[Spambayes] Where are we heading?
T. Alexander Popiel
popiel@wolfskeep.com
Fri Oct 25 22:58:35 2002
It seems like all the work for the last week or so has been
on integration of the classifier with end-user deployments
(clients, mailing list filters, whathaveyou). Have we reached
the point where we're no longer interested in this as a research
project, but instead as a useful tool?
If so, I suggest that we may want to rewrite the whole thing
from scratch, after actually deciding on a usage model or two.
Choosing the algorithms to use (gary-combining or chi-square?)
would be good, too.
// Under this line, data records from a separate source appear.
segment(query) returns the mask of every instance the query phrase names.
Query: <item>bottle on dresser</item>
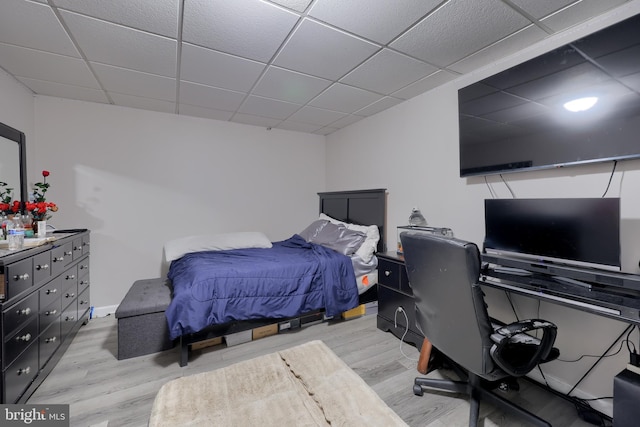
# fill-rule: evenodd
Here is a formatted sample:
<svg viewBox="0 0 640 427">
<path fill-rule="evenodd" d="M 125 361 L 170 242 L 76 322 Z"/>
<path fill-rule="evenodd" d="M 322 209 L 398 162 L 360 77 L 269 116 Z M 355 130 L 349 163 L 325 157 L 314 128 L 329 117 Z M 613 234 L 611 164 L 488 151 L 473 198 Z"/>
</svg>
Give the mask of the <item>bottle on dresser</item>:
<svg viewBox="0 0 640 427">
<path fill-rule="evenodd" d="M 20 215 L 14 215 L 13 221 L 7 223 L 7 239 L 9 240 L 9 250 L 22 249 L 24 246 L 24 225 Z"/>
</svg>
What we've got now is a decent prototype,
but it lacks quite a bit as a finished tool... there are a lot
of issues with database storage (what should be in it, how it
should be stored, etc.) and options management, just to name
two of the hotspots.
Personally, I'm still interested in the research aspects;
once I get another two free hours to rub together, I'm going
to see if I can deal with some of the mail decoding issues in
the tokenizer (the unencoded mailing-list footer appended to
a base64 body, to be specific). There's also a few experiments
I'd like to see revisited: the time of delivery stuff might be
interesting to test on multiple corpora, as an example (since
my spam does not seem to be evenly spread throughout the day,
unlike the original experimenter's spam).
- Alex